【テニプリ】a short story.【短編集】
第10章 【跡部】Have a blast!
我ながら自分に引いてしまう。これが恋の病なんて物のせいなら最早重症だし、病どころか呪いだ、とすら思う。どうせ会えないのに、と思いながら壁伝いに門の方へ向かい、角を曲がる――その先、細身の身体に薄紫のロングドレスを着こなした女性と目が合った。
思わず、凍り付いたように動けなくなる。大きな目は、私を見止めたと思しき後、何故か逸らされずじっとこちらを見ている。私よりも一世代ほど上だろうか、大人の女性、と言った雰囲気で色気ムンムンだ。

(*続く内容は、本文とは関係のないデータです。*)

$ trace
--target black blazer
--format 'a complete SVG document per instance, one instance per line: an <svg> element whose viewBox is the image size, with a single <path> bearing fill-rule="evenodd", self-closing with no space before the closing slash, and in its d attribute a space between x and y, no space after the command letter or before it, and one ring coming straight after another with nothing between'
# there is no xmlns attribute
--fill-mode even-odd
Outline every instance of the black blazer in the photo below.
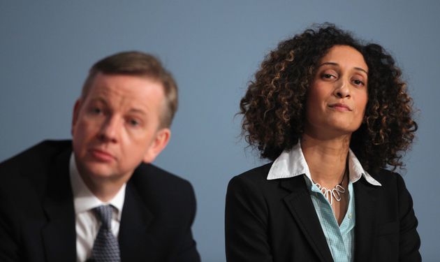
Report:
<svg viewBox="0 0 440 262"><path fill-rule="evenodd" d="M272 163L233 177L226 194L226 260L332 261L304 177L266 177ZM353 184L355 261L420 261L420 238L400 175L381 170Z"/></svg>
<svg viewBox="0 0 440 262"><path fill-rule="evenodd" d="M0 164L0 261L76 261L71 141L45 141ZM199 261L186 180L140 164L127 182L122 261Z"/></svg>

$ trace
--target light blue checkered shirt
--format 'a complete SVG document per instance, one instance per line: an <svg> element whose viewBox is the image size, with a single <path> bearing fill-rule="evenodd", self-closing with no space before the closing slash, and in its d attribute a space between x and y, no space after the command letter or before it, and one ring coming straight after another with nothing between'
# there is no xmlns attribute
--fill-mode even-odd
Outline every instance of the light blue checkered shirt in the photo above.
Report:
<svg viewBox="0 0 440 262"><path fill-rule="evenodd" d="M301 145L298 143L291 150L284 151L272 165L267 180L275 180L304 175L310 191L311 202L316 211L319 222L324 232L327 245L332 253L333 260L337 262L353 261L354 254L355 194L353 184L362 176L370 184L381 186L381 184L364 170L359 160L353 152L349 151L349 200L347 212L341 225L338 225L333 210L323 194L311 182L309 166L305 161Z"/></svg>

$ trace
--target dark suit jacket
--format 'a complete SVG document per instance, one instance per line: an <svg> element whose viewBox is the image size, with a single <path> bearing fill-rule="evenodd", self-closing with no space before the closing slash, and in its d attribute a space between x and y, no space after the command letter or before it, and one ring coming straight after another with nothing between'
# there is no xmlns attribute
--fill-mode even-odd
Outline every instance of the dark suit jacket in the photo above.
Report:
<svg viewBox="0 0 440 262"><path fill-rule="evenodd" d="M45 141L0 164L0 261L76 261L71 141ZM122 261L199 261L186 180L140 164L127 182Z"/></svg>
<svg viewBox="0 0 440 262"><path fill-rule="evenodd" d="M332 261L302 175L266 177L272 163L233 178L226 210L226 259L245 261ZM381 170L353 184L355 261L419 261L411 198L400 175Z"/></svg>

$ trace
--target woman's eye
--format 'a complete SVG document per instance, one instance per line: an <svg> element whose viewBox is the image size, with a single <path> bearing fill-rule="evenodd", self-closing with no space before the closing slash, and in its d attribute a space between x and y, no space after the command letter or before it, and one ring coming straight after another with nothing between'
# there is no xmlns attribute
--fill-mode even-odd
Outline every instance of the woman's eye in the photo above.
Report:
<svg viewBox="0 0 440 262"><path fill-rule="evenodd" d="M331 73L324 73L323 74L323 78L331 79L331 78L336 78L336 77L332 75Z"/></svg>
<svg viewBox="0 0 440 262"><path fill-rule="evenodd" d="M356 85L365 85L363 82L362 82L360 80L357 80L357 79L354 80L353 81L353 82L354 82L354 84Z"/></svg>

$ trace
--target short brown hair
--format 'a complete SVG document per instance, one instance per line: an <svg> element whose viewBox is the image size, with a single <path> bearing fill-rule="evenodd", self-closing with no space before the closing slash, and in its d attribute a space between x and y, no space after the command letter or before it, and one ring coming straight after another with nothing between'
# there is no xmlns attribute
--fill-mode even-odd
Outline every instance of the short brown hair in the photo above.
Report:
<svg viewBox="0 0 440 262"><path fill-rule="evenodd" d="M89 71L84 82L81 99L84 99L96 75L121 74L148 77L159 81L163 87L166 108L161 118L161 126L169 127L177 110L177 85L171 73L162 66L161 61L154 56L138 51L117 53L98 61Z"/></svg>

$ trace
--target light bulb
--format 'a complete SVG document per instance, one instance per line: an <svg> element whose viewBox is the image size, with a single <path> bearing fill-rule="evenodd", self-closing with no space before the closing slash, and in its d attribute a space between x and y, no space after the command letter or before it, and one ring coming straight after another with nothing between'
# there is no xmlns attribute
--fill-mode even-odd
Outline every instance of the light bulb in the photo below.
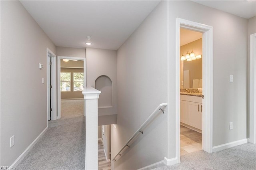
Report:
<svg viewBox="0 0 256 170"><path fill-rule="evenodd" d="M184 60L186 60L186 58L185 57L185 56L182 53L182 55L181 56L181 57L180 57L180 61L184 61Z"/></svg>
<svg viewBox="0 0 256 170"><path fill-rule="evenodd" d="M190 58L192 58L192 57L195 57L195 53L193 52L193 49L191 51L191 52L190 54L189 55L190 56Z"/></svg>
<svg viewBox="0 0 256 170"><path fill-rule="evenodd" d="M188 59L190 58L190 56L189 55L189 54L188 53L188 51L187 52L187 54L185 56L185 57L186 57L186 59Z"/></svg>

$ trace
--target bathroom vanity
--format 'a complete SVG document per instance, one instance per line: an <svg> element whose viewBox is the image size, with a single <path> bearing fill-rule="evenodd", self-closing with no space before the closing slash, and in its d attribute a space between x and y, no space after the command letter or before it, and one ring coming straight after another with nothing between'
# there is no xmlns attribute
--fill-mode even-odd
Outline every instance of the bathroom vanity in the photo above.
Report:
<svg viewBox="0 0 256 170"><path fill-rule="evenodd" d="M180 125L202 133L202 93L180 92Z"/></svg>

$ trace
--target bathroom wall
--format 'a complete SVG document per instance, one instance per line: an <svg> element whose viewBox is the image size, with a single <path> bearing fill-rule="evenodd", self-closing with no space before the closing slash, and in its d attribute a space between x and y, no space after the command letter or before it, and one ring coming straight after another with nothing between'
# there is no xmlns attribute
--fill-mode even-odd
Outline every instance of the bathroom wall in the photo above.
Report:
<svg viewBox="0 0 256 170"><path fill-rule="evenodd" d="M181 56L182 53L185 55L188 51L190 52L192 49L196 55L202 55L202 39L200 38L181 46L180 48L180 56ZM192 87L194 79L202 79L202 60L203 56L202 56L202 58L190 61L187 61L186 60L180 61L180 84L181 88L183 88L183 85L182 85L181 82L183 81L183 71L184 70L190 70L190 88Z"/></svg>

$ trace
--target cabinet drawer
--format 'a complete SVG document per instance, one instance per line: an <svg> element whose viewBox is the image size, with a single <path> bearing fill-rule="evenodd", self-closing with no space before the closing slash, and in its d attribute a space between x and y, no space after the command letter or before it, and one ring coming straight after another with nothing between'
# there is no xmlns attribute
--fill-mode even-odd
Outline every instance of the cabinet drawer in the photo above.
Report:
<svg viewBox="0 0 256 170"><path fill-rule="evenodd" d="M186 95L180 95L180 99L186 101L188 99L188 96Z"/></svg>
<svg viewBox="0 0 256 170"><path fill-rule="evenodd" d="M181 100L181 99L180 100ZM187 101L202 103L202 97L193 96L188 96L187 97Z"/></svg>

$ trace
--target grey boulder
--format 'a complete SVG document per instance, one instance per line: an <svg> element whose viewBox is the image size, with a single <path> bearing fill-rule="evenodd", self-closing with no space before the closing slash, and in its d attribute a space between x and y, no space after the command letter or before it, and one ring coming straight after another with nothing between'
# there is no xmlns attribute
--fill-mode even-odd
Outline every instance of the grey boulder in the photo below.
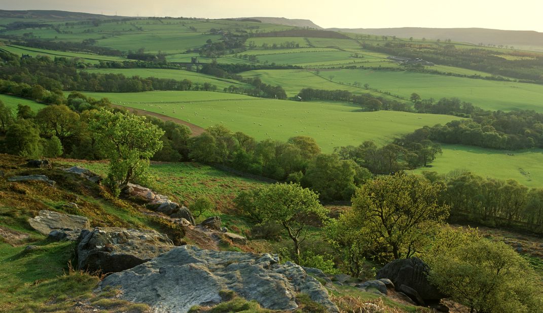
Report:
<svg viewBox="0 0 543 313"><path fill-rule="evenodd" d="M105 273L131 269L174 247L155 231L118 227L84 230L77 241L79 268Z"/></svg>
<svg viewBox="0 0 543 313"><path fill-rule="evenodd" d="M106 277L101 286L118 286L121 297L143 302L155 312L186 312L193 305L222 300L222 290L231 290L264 308L293 310L296 293L305 293L339 312L326 290L293 263L279 263L269 254L176 247L150 261Z"/></svg>
<svg viewBox="0 0 543 313"><path fill-rule="evenodd" d="M52 186L54 186L56 182L49 179L45 175L27 175L24 176L13 176L8 178L9 182L43 182Z"/></svg>
<svg viewBox="0 0 543 313"><path fill-rule="evenodd" d="M200 223L204 227L220 231L221 226L223 224L222 220L219 216L211 216L204 220Z"/></svg>
<svg viewBox="0 0 543 313"><path fill-rule="evenodd" d="M188 210L188 209L186 207L181 207L176 212L170 214L169 216L173 219L185 219L190 222L191 225L196 225L196 222L194 221L194 218L192 216L192 213L191 213L191 211Z"/></svg>
<svg viewBox="0 0 543 313"><path fill-rule="evenodd" d="M27 162L27 166L32 168L50 168L51 164L49 160L30 160Z"/></svg>
<svg viewBox="0 0 543 313"><path fill-rule="evenodd" d="M81 234L81 229L58 229L49 233L47 238L55 241L75 241Z"/></svg>
<svg viewBox="0 0 543 313"><path fill-rule="evenodd" d="M427 278L428 271L429 267L426 263L418 258L413 257L390 262L377 272L376 278L388 278L396 286L405 285L410 287L425 301L439 302L445 296L428 282Z"/></svg>
<svg viewBox="0 0 543 313"><path fill-rule="evenodd" d="M28 219L33 228L44 235L59 229L79 230L91 227L89 219L85 216L64 214L48 210L42 210L37 216Z"/></svg>

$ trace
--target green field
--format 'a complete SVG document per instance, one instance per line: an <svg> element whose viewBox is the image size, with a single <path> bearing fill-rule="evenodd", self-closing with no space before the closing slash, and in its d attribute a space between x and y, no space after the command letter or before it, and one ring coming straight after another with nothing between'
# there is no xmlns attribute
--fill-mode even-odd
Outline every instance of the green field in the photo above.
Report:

そりゃ、分かってたけど。綺麗な人がいっぱいいるんだろうけど。まさかこんなウルトラ級の美人がいるなんて、と心臓がじわり、と痛んだ。そんな私をよそに彼女はゆっくりとこちらを指差し――
「ミカエルーーっ!ミカエルちょっとこっちに来て頂戴ーー!!!」
と、叫んだ。思わず呆気に取られていると、私もよく知っている跡部付きの執事のミカエルさんがこちらに駆けてくる。
「お呼びでしょうか…と、松元様」
「やっぱり、そうなのね!彼女が千花ちゃん、なのね!」
ドレスの裾を翻しこちらに彼女が走ってくる。近くで見るとさらに凄い迫力で、手を取られ目が合うと、吸い込まれそうになる。
「初めまして、千花ちゃん!ちょっとこちらに来て頂戴、ミカエル!準備して!」
引き摺られるように屋敷に連れ込まれ、この脈絡のなさと行動の早さってお金持ち特有なのかな、なんて考えていた。